Fierce

Long Term Couples Share Their Advice For ‘Successfully’ Arguing In A Strong Relationship

All couples have their arguments, but it’s only the ones who know how to tackle a disagreement in the right way that will stick it out for the longterm. Happy couples who have “successful” relationships have “successful” arguments, ones where they know that the real “win” is when two partners are able to settle on a solution together and without real attempts at hurting their spouse.

So what works for happy couples who approach arguments with grace?

Reddit Users in longterm relationships share all of the ways to argue successfuly.

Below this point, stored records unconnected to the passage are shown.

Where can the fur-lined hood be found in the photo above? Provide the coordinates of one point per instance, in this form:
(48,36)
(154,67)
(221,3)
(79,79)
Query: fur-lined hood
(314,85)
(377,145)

“This is a very important lesson that I took away from a self help book that has served me well: ‘Did he do something TO hurt you? Or did he do something that happened to hurt you?’ If the answer is the latter, then you are (at least partially) responsible for your own emotional response. Understanding yourself and why something upsets you is essential.”- bonnieirisheyes

“This is really important. However, it’s also important for the SO to take ownership of their actions and realize that actions can have unintended consequences.” –katiesham

“I have some trouble with grey areas. Like when someone doesn’t do something TO hurt you but they know that you would get hurt and still do it. I’m wondering if the book has some pointers for this too, you see.”- Redhaired103

“As a general rule, unless you really mean it in general, make sure you don’t make accusations about character but just the behavior. Like if they do something selfish say what they DID was selfish, not “YOU are selfish.” There’s really a big difference between the two.”- Redhaired103

“Yup. My dad called me annoying almost 15 years ago and it permanently changed our relationship. We’ve talked about it since and he said “you were probably being annoying”. I said “then say that. You called ME an annoyance. You. The man I’m supposed to compare every man in my life to.” He still doesn’t see the difference. One is a way I’m acting. The other is me as a person. It still has left me shaken.”- souponastick

“It helps me to remember we’re on the same team fighting the same problem. Then we’re not fighting with each other so much as brainstorming how to fight the problem together.”- tercerero

“That’s a good one. But rather hard to put into practice when I’m angry.”- mandolin2712

“I am glad this is how it is in your relationship, that makes any disagreements so much more bearable, resolvable, and oddly hopeful for going forward.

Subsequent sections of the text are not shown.